Abstract 2544: The Relationship Between Left Ventricular Mass Measured by Magnetic Resonance Imaging and Echo-Doppler Parameters of Diastolic Function in Hypertensive Patients with Echocardiographic Left Ventricular Hypertrophy: The ALIVE Study
Background: A significant relationship between left ventricular (LV) mass measured by M-mode or 2-D echocardiography and diastolic function reflected in the LV filling pattern and left atrial (LA) size has been reported in hypertensives. Cardiac MRI (CMR) is considered the most reproducible and reliable method for LV mass measurement. We hypothesized the presence of a quantitative relationship between CMR LV mass (CMR LVM) and echo-Doppler diastolic function variables.

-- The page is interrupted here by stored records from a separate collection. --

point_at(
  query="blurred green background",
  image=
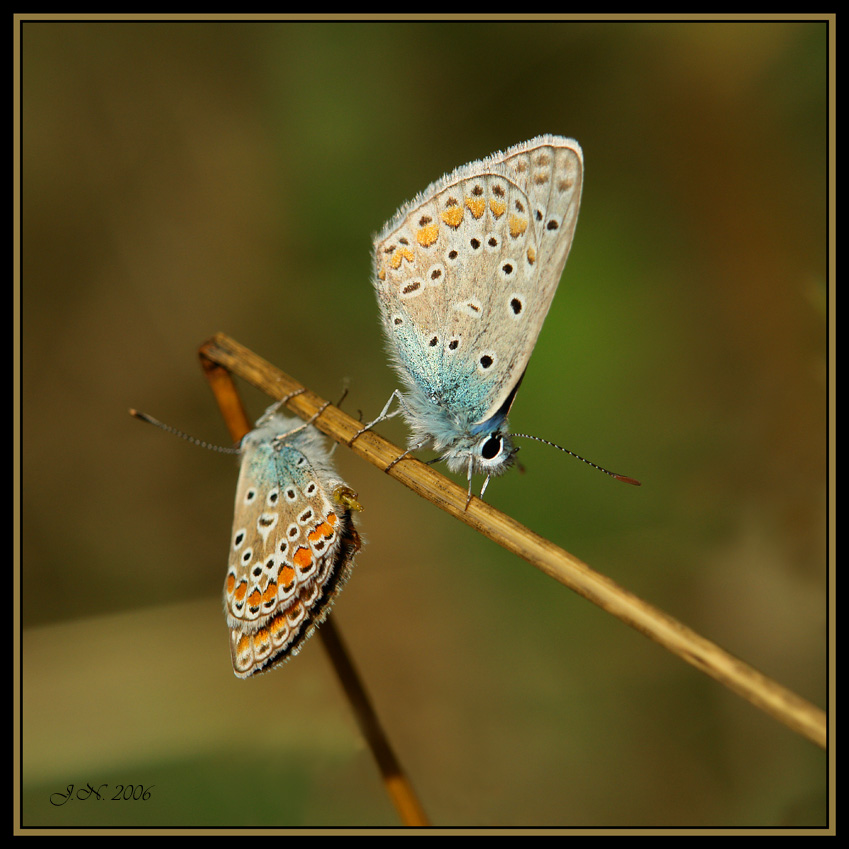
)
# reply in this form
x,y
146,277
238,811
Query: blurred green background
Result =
x,y
185,178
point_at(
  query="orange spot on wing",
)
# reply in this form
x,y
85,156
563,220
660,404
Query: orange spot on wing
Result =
x,y
477,206
270,592
453,216
399,256
286,576
303,559
428,235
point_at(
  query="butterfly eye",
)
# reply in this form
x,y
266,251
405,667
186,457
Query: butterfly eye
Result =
x,y
492,447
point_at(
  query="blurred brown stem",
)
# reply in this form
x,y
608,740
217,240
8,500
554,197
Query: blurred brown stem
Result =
x,y
395,780
782,704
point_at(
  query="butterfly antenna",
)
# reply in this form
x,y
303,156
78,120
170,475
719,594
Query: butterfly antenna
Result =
x,y
623,478
193,439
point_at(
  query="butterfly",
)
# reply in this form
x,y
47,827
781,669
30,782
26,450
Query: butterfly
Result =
x,y
293,543
464,276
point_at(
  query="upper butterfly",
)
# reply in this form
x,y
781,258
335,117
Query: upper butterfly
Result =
x,y
465,275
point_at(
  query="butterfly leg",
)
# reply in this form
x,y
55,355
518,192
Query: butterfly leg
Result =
x,y
384,414
408,451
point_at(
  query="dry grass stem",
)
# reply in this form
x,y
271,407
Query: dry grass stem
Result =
x,y
796,713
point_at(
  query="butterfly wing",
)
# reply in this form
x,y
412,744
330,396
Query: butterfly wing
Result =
x,y
291,549
465,274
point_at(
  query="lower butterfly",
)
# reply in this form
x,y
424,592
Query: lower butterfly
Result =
x,y
293,542
292,546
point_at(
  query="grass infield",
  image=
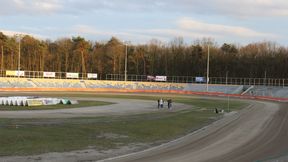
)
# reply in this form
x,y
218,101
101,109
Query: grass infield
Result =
x,y
36,136
82,103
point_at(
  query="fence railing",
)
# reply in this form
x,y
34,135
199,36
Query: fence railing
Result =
x,y
283,82
212,80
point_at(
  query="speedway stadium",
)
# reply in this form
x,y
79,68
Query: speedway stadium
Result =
x,y
128,126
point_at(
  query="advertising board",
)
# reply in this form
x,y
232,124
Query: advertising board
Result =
x,y
161,78
72,75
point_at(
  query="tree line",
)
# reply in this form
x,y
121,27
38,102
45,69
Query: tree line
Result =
x,y
177,58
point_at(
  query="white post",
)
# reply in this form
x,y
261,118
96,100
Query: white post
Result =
x,y
19,56
126,62
207,79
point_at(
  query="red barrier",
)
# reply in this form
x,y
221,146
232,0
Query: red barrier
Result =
x,y
219,94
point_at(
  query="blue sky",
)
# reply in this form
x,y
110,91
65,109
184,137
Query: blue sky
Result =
x,y
139,21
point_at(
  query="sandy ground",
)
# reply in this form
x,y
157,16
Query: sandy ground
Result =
x,y
253,133
250,135
121,107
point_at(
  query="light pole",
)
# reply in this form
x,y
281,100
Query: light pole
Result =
x,y
126,59
126,51
228,96
207,80
19,55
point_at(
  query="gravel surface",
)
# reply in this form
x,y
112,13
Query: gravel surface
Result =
x,y
254,133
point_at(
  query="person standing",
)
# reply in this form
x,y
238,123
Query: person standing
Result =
x,y
169,103
161,103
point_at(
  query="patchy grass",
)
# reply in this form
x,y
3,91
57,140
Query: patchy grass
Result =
x,y
36,136
82,103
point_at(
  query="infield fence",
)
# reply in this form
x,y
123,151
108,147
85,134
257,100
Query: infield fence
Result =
x,y
281,82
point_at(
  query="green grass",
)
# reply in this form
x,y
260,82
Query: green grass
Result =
x,y
36,136
82,103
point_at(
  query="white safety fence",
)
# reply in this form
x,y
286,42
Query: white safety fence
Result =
x,y
33,101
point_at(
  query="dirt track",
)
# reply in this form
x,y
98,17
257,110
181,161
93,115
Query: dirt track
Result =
x,y
257,132
121,107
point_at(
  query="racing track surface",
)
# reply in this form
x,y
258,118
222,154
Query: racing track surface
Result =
x,y
254,133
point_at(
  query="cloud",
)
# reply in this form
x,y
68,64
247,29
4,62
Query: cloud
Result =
x,y
242,8
219,29
13,33
187,28
29,7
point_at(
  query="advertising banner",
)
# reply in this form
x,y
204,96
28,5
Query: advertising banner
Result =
x,y
72,75
10,73
20,73
150,77
92,75
34,102
49,74
161,78
14,73
200,79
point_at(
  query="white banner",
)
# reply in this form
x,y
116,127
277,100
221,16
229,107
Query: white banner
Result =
x,y
200,79
161,78
92,75
72,75
49,74
20,73
150,77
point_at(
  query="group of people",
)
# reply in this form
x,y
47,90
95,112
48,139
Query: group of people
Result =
x,y
161,103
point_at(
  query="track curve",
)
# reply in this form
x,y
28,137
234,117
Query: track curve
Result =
x,y
255,133
120,107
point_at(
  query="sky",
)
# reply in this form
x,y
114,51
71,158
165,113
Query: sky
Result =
x,y
140,21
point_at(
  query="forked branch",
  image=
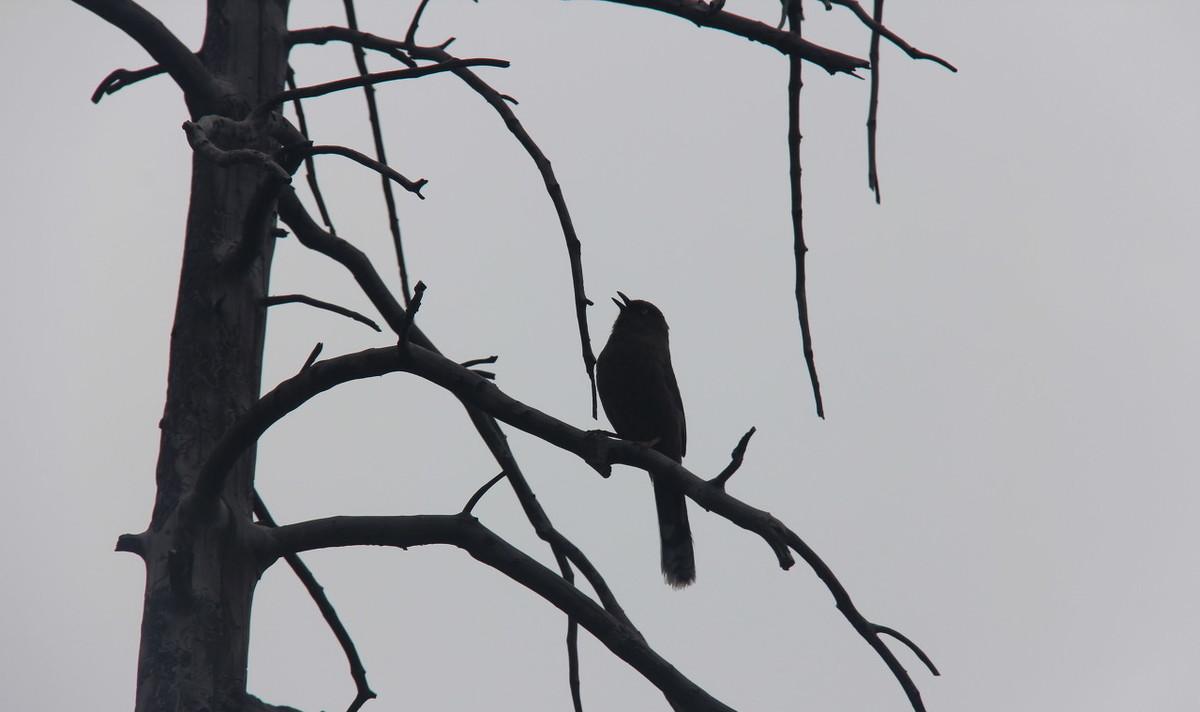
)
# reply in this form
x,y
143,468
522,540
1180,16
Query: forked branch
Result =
x,y
466,532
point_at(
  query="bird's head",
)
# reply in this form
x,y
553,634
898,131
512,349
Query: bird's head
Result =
x,y
637,316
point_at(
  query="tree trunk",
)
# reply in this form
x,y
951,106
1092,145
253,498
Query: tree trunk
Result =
x,y
196,617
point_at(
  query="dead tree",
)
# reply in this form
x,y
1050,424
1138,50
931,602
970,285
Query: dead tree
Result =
x,y
210,536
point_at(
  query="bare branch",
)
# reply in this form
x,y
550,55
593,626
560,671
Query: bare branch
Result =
x,y
601,453
411,35
413,186
119,79
795,82
736,458
325,305
499,102
360,63
473,363
702,15
283,399
199,141
486,546
911,645
312,356
202,91
418,293
373,78
479,494
358,672
873,172
310,165
496,100
879,28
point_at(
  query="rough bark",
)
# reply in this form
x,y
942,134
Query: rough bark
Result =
x,y
199,579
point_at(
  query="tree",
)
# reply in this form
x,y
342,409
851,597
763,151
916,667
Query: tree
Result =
x,y
203,551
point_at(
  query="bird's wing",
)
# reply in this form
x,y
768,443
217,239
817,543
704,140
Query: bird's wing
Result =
x,y
677,401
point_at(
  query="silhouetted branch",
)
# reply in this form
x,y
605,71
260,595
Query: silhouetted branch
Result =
x,y
360,63
483,544
353,259
873,173
312,356
473,363
787,42
199,141
201,90
358,672
479,494
411,35
373,78
285,398
497,101
119,79
601,453
325,305
795,82
413,306
911,645
879,28
736,458
413,186
310,165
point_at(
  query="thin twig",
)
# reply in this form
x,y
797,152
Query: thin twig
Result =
x,y
389,197
264,108
413,306
202,93
877,28
388,173
312,357
873,172
479,494
912,646
309,163
411,35
325,305
472,363
358,672
736,458
795,82
119,79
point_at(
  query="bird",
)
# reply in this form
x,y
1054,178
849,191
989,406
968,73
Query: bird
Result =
x,y
641,399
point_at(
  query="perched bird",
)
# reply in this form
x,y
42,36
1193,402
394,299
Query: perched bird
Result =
x,y
641,398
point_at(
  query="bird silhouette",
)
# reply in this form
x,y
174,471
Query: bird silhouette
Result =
x,y
641,398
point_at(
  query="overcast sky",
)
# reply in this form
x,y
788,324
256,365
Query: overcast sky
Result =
x,y
1008,348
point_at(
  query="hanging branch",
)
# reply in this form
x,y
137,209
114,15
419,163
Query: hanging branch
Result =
x,y
309,163
467,533
877,28
564,551
325,305
119,79
873,173
358,672
795,82
389,198
261,112
499,102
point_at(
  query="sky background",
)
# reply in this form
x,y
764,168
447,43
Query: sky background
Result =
x,y
1008,349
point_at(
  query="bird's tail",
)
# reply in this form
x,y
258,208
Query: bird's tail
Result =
x,y
678,558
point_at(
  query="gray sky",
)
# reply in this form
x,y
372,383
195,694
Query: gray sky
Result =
x,y
1007,347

Methods: In the ALIVE study, a clinical trial comparing the efficacy of 2 antihypertensive regimens for LV mass regression, 84 pts with echo LV hypertrophy (LVH) (mean age 66 ±12 years, 52% females, mean LVEF ± 59 ± 9% ) in sinus rhythm with no mitral annular calcification or valvular dysfunction had echo-Doppler exams including transmitral diastolic flow recordings and CMR LVM at study intake. Echo-Doppler variables (LVEF, LA area, peak velocity of E and A, E/A, Deceleration Time of E wave, IVRT, Echo LVM) were measured off line using a dedicated workstation (Digisonics, Inc). CMR LVM was determined from contiguous 8 mm LV short axis SSFP cine acquisitions. Of 84 pts, 21 had increased CMR LVM, and 53 pts had normal LV mass. Unpaired t-tests were used to compare the 2 groups and Pearson correlations and adjusted multiple logistic regression analyses including by body surface area (BSA) were done to determine the relationship between CMR LVM and echo-Doppler indices of diastolic function.
Results: There is a significant unadjusted correlation between CMR LVM/BSA and LA area /BSA (r = .27, p .02) and LA area/height (r = .32, p = .008). Adjusted logistic regression analysis showed a significant correlation only between CMR LVM and LA area (r2 = .37, P <.0001). None of the indices derived from transmitral flow were related to CMR LVM or Echo LVM.
Conclusions: 1. In adjusted models, no significant relationship was found between LV mass measured by CMR or by echo and transmitral flow derived Doppler variables assessing diastolic function. 2. In the same models, there is a quantitative relationship between CMR LV mass and LA area which increases by 0.1 cm2 for every 1 gram increase in LV mass. 3. In this hypertensive population, higher LV mass is reflected only by larger LA size and not in alteration of transmitral flow.